Paul thought it necessary in letters to the churches in Galatia and Ephesus to describe the difference in people who are self-centered versus those who centered in Christ. The contrast is stark; the differences are clear.

But we must remember that the transformation that takes place is not only apparent on the outside. It goes beyond outward behavior and habits.
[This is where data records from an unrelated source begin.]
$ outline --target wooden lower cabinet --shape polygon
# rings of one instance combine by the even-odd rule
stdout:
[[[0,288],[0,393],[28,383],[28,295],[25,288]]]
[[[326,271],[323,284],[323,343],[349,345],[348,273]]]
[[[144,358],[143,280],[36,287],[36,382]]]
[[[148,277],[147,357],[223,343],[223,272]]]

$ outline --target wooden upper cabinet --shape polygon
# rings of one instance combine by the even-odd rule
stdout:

It touches the heart and encompasses:

  1. a new outlook and thought patterns,
  2. improved values that motivate our behaviors, and
  3. more forgiveness and compassion for others.

Without God’s Spirit, we…

  • are controlled by negative passions
  • are enslaved to habits
  • are self-indulgent and boastful
  • do not recognize our need for forgiveness.

With God’s Spirit, we…

  • are controlled by the Holy Spirit’s guidance and influence
  • are free from destructive habits
  • are compassionate and humble in our interactions with others
  • recognize the need for God’s forgiveness and praise Him for what He has done for us.
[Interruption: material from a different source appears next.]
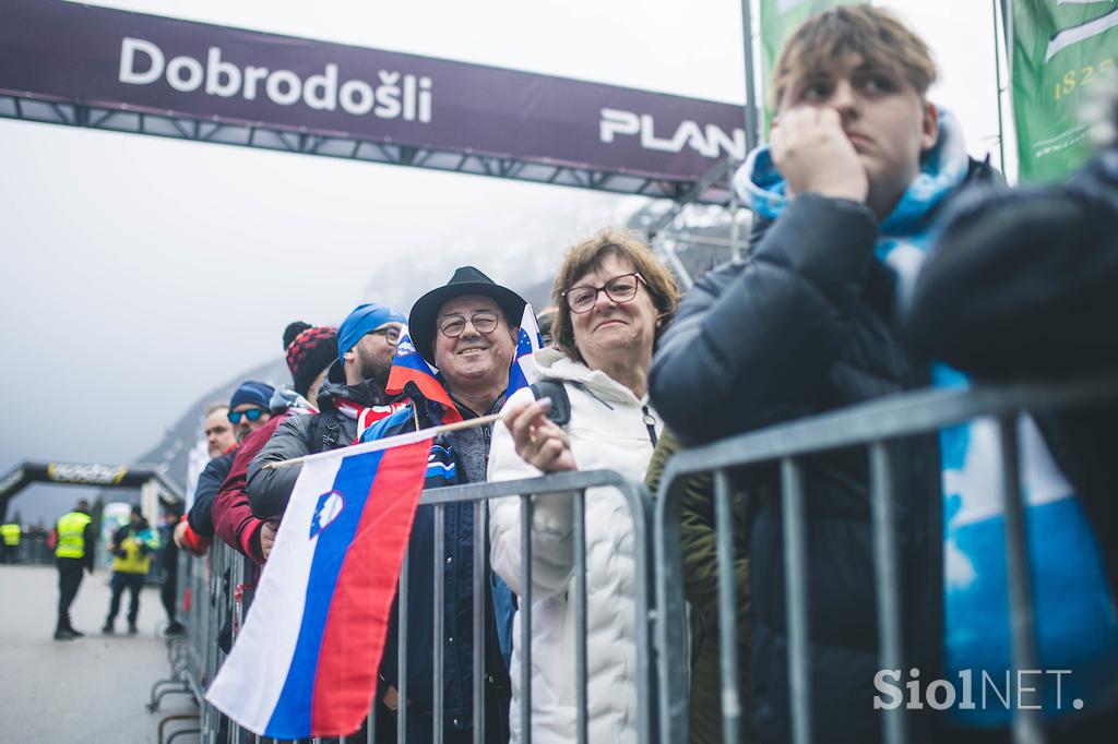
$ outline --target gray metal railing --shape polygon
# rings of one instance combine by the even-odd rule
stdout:
[[[998,438],[1003,452],[1001,468],[1005,484],[1003,497],[1013,668],[1035,669],[1036,638],[1026,567],[1025,507],[1020,484],[1017,421],[1022,412],[1031,408],[1053,410],[1115,400],[1118,400],[1118,381],[1112,378],[1062,385],[1020,384],[969,391],[923,390],[752,431],[684,450],[673,457],[661,480],[654,519],[661,741],[683,742],[686,738],[689,690],[680,673],[684,659],[680,506],[689,476],[714,474],[723,741],[737,742],[742,709],[735,642],[735,553],[730,526],[730,503],[735,495],[731,494],[729,473],[743,466],[771,462],[780,466],[792,732],[795,744],[809,744],[815,740],[808,669],[811,597],[807,591],[808,549],[803,458],[851,447],[868,448],[880,668],[899,668],[902,658],[902,627],[893,530],[896,484],[892,465],[896,455],[888,445],[892,440],[936,432],[980,417],[996,418],[999,422]],[[904,707],[897,706],[883,714],[884,741],[888,744],[906,742]],[[1014,707],[1013,740],[1017,744],[1038,744],[1044,741],[1038,710],[1026,706]]]
[[[444,599],[444,584],[445,584],[445,572],[446,563],[444,562],[444,556],[446,554],[445,535],[444,535],[444,518],[445,509],[452,505],[472,503],[475,508],[474,513],[474,551],[473,551],[473,602],[472,602],[472,616],[473,616],[473,678],[471,680],[471,688],[473,695],[473,741],[475,744],[484,744],[486,741],[485,732],[487,725],[493,725],[493,722],[486,722],[485,713],[485,659],[486,655],[486,621],[492,613],[492,608],[489,607],[486,599],[490,593],[486,590],[486,582],[489,582],[489,522],[487,522],[487,508],[479,508],[486,505],[490,500],[496,498],[506,497],[519,497],[521,499],[521,578],[522,578],[522,594],[519,599],[519,611],[520,611],[520,622],[521,622],[521,636],[515,639],[518,648],[520,649],[520,669],[510,670],[510,674],[519,674],[521,680],[522,698],[521,704],[521,715],[522,726],[523,726],[523,740],[525,744],[531,741],[531,638],[532,638],[532,617],[531,617],[531,561],[532,561],[532,542],[531,542],[531,509],[533,499],[540,498],[571,498],[571,508],[574,514],[572,524],[572,567],[574,567],[574,580],[575,580],[575,591],[570,601],[574,603],[575,610],[575,630],[576,630],[576,648],[575,648],[575,667],[576,667],[576,715],[577,715],[577,741],[586,743],[589,741],[588,734],[588,699],[586,691],[586,679],[587,679],[587,648],[586,648],[586,627],[587,627],[587,597],[586,597],[586,519],[585,519],[585,499],[586,492],[589,488],[598,487],[612,487],[616,488],[617,493],[629,509],[629,514],[633,517],[633,544],[634,544],[634,564],[635,564],[635,579],[634,579],[634,608],[635,608],[635,645],[636,645],[636,658],[637,658],[637,674],[638,679],[643,680],[642,684],[637,686],[637,729],[639,735],[639,741],[650,742],[654,736],[654,719],[655,714],[653,706],[655,705],[655,698],[653,695],[653,685],[655,677],[655,669],[652,664],[652,657],[647,652],[647,649],[652,645],[652,598],[653,598],[653,586],[652,586],[652,515],[650,508],[650,498],[646,489],[642,484],[635,484],[626,480],[620,475],[607,471],[607,470],[595,470],[586,473],[568,473],[568,474],[557,474],[542,478],[531,478],[525,480],[514,480],[514,481],[503,481],[503,483],[490,483],[490,484],[474,484],[474,485],[463,485],[463,486],[452,486],[447,488],[438,488],[424,492],[420,498],[420,507],[433,507],[435,515],[435,532],[432,550],[434,551],[434,569],[435,578],[434,585],[432,588],[433,595],[433,648],[432,657],[434,659],[434,667],[436,670],[442,669],[443,657],[444,657],[444,642],[445,633],[443,632],[444,614],[443,614],[443,599]],[[410,552],[410,551],[409,551]],[[203,744],[210,744],[214,742],[257,742],[259,737],[250,735],[248,732],[239,728],[233,722],[225,718],[219,710],[214,708],[211,705],[205,700],[205,688],[214,679],[217,674],[217,669],[225,659],[225,654],[218,649],[217,639],[218,632],[220,630],[221,622],[230,613],[235,613],[236,602],[235,602],[235,588],[238,580],[236,578],[247,578],[252,571],[250,562],[243,557],[241,555],[235,553],[229,546],[221,544],[220,542],[215,542],[210,547],[210,552],[207,559],[195,560],[190,559],[192,563],[189,564],[188,571],[182,573],[183,576],[189,576],[187,580],[188,585],[191,586],[192,591],[192,602],[190,605],[190,611],[187,617],[187,626],[189,629],[189,641],[187,642],[187,661],[184,664],[184,676],[188,679],[188,684],[195,690],[196,697],[199,699],[201,705],[201,740]],[[405,742],[407,736],[407,728],[409,726],[409,705],[408,705],[408,675],[406,670],[408,669],[408,658],[407,658],[407,635],[408,635],[408,555],[405,554],[404,563],[400,569],[400,578],[398,583],[398,594],[397,594],[397,612],[398,612],[398,668],[401,670],[398,675],[399,677],[399,689],[397,690],[399,709],[396,713],[396,729],[397,729],[397,742]],[[227,572],[231,573],[233,580],[226,581],[225,576]],[[239,618],[238,618],[239,620]],[[238,623],[239,624],[239,623]],[[173,665],[173,662],[172,662]],[[378,695],[382,695],[383,690],[380,690]],[[443,727],[444,727],[444,695],[443,695],[443,676],[440,674],[434,675],[434,685],[432,689],[432,700],[433,709],[432,725],[433,725],[433,741],[442,741]],[[382,714],[381,714],[382,715]],[[377,716],[378,716],[378,705],[375,700],[369,716],[366,721],[366,736],[364,741],[372,744],[377,741]],[[313,742],[320,742],[322,740],[312,740]],[[347,737],[342,736],[341,742],[347,742]],[[352,744],[357,741],[354,737],[349,737],[348,741]],[[388,744],[387,742],[381,742],[381,744]]]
Discussion Questions: Read Galatians 5:16-26 and Ephesians 5:1-9, 17-20. Why do you think Paul found it necessary to describe sin in such detail to these church members?
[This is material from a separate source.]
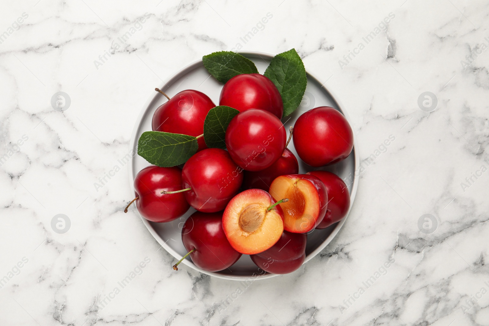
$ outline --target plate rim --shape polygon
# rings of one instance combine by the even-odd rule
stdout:
[[[236,51],[236,53],[239,53],[243,55],[247,55],[251,57],[260,57],[262,56],[267,57],[268,59],[271,59],[274,56],[274,55],[269,53],[267,52],[259,51],[243,51],[240,50]],[[263,58],[262,59],[263,59]],[[202,64],[202,59],[198,59],[194,61],[193,62],[186,65],[182,68],[177,70],[175,72],[172,74],[170,77],[165,79],[164,81],[162,82],[162,84],[160,84],[160,87],[159,87],[160,89],[164,91],[164,90],[168,88],[168,84],[170,81],[173,79],[178,77],[178,76],[186,73],[188,71],[191,70],[193,70],[195,68],[197,67],[196,66],[200,65]],[[353,126],[352,124],[351,120],[350,118],[350,116],[348,114],[348,111],[345,109],[345,106],[343,103],[338,99],[337,97],[335,96],[334,92],[332,91],[330,89],[324,87],[324,84],[326,83],[321,83],[319,80],[315,76],[310,72],[309,72],[306,69],[306,74],[311,79],[315,80],[315,81],[317,82],[319,85],[321,85],[321,88],[324,88],[324,90],[328,93],[328,94],[331,97],[333,100],[338,105],[338,108],[335,108],[341,111],[341,113],[345,116],[348,123],[350,125]],[[134,128],[133,129],[133,132],[131,134],[131,139],[129,142],[129,151],[133,151],[134,148],[134,144],[136,142],[136,136],[137,134],[137,130],[139,130],[139,126],[141,124],[141,122],[142,120],[143,117],[145,115],[147,110],[149,109],[150,106],[153,101],[156,100],[156,96],[162,96],[158,93],[155,92],[152,93],[152,95],[150,95],[148,98],[148,100],[144,104],[142,109],[139,112],[139,114],[138,115],[137,118],[136,119],[136,121],[134,123]],[[353,183],[352,187],[352,193],[350,194],[350,207],[348,208],[348,211],[347,213],[346,216],[341,219],[339,222],[336,224],[334,229],[333,230],[331,233],[328,236],[328,237],[325,239],[324,241],[323,241],[319,246],[318,246],[314,250],[310,253],[309,255],[306,256],[306,259],[304,260],[304,261],[303,263],[303,265],[305,264],[306,262],[309,261],[310,260],[312,259],[316,255],[319,254],[321,251],[324,249],[326,246],[327,246],[330,242],[336,237],[339,230],[341,229],[343,224],[345,224],[345,221],[346,220],[347,218],[350,215],[350,213],[351,212],[352,207],[353,206],[353,204],[355,201],[355,197],[356,195],[356,191],[358,188],[358,183],[359,178],[356,176],[356,171],[358,170],[358,167],[360,165],[360,158],[358,155],[358,143],[357,142],[357,137],[356,134],[355,132],[355,130],[354,129],[352,128],[352,131],[353,132],[353,149],[352,152],[355,155],[355,170],[354,172],[353,175]],[[135,155],[137,155],[137,152]],[[134,179],[135,175],[134,174],[133,169],[133,161],[134,160],[134,157],[135,155],[133,155],[132,159],[129,160],[129,163],[128,164],[128,170],[129,174],[129,185],[130,188],[133,193],[134,193]],[[139,217],[142,220],[143,223],[146,226],[146,228],[149,231],[150,233],[153,236],[153,238],[157,241],[157,242],[160,244],[160,245],[166,251],[173,256],[175,259],[177,260],[179,260],[182,258],[181,255],[179,254],[178,253],[176,252],[171,247],[167,246],[166,245],[166,242],[163,240],[163,239],[159,236],[158,233],[156,232],[156,230],[153,227],[151,224],[149,223],[149,221],[147,220],[146,218],[141,216],[141,214],[139,214],[139,211],[137,210],[137,208],[136,211],[137,212],[138,214],[139,215]],[[264,275],[259,275],[258,276],[229,276],[229,275],[223,275],[222,274],[219,274],[215,272],[208,272],[207,271],[204,271],[198,267],[196,266],[193,262],[192,262],[190,260],[185,259],[182,261],[182,262],[184,263],[185,265],[188,267],[193,268],[196,270],[197,270],[200,273],[202,273],[205,274],[207,274],[210,276],[214,276],[215,277],[217,277],[220,279],[224,279],[224,280],[233,280],[235,281],[243,281],[244,280],[249,280],[250,279],[253,279],[254,280],[257,279],[268,279],[274,276],[277,276],[280,274],[275,274],[269,273],[267,273]]]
Read 2 Corinthians 5:14. In what sense does Christ “compel” or “control” us? How is our power of choice still protected, when we choose to serve God? How does Satan try to take that choice away, when we choose to follow him?

Read Philippians 1:6 and 2 Peter 3:10. To what does the day of the Lord usually refer? How long will the Holy Spirit be working on our hearts then?


Many verses in the Bible speak about true freedom in Christ (Psalm 119:45, Luke 4:18, John 8:34-36, 2 Corinthians 3:17, and Galatians 5:1).

When we are baptized and filled with the Holy Spirit, we experience this freedom. The spiritual blessings that accompany it are many and varied for each individual. But two things seem to be apparent for most of us:

  1. a desire to abandon our negative habits and thought patterns
  2. a desire to abide in the power of the Holy Spirit, which frees us from all that brings us down

Surrendering to God and making our hearts ready for the indwelling of His Spirit is the only way we can enjoy true freedom in this sinful, fallen world.

Parting Words

It seems that control is something we all struggle with in our lives. Either someone or something wants to control us, or we find ourselves in the position of controlling others.

In a spiritual sense, this same issue of control is felt. Either God holds a place of sovereignty over us, or Satan claims title to our souls.

By allowing and encouraging God’s Holy Spirit to control us, to fill us, we can experience the only way to be free of the crushing control of this sinful world and Satan, who is ultimately responsible for that sin.

To be baptized and filled with the Holy Spirit then is just letting God have control, giving Him permission to enter our hearts and strengthen us for the struggles ahead. It means more than a behavior modification, an improvement over our old selves. We are changed inwardly and solidly into disciples, ambassadors for God.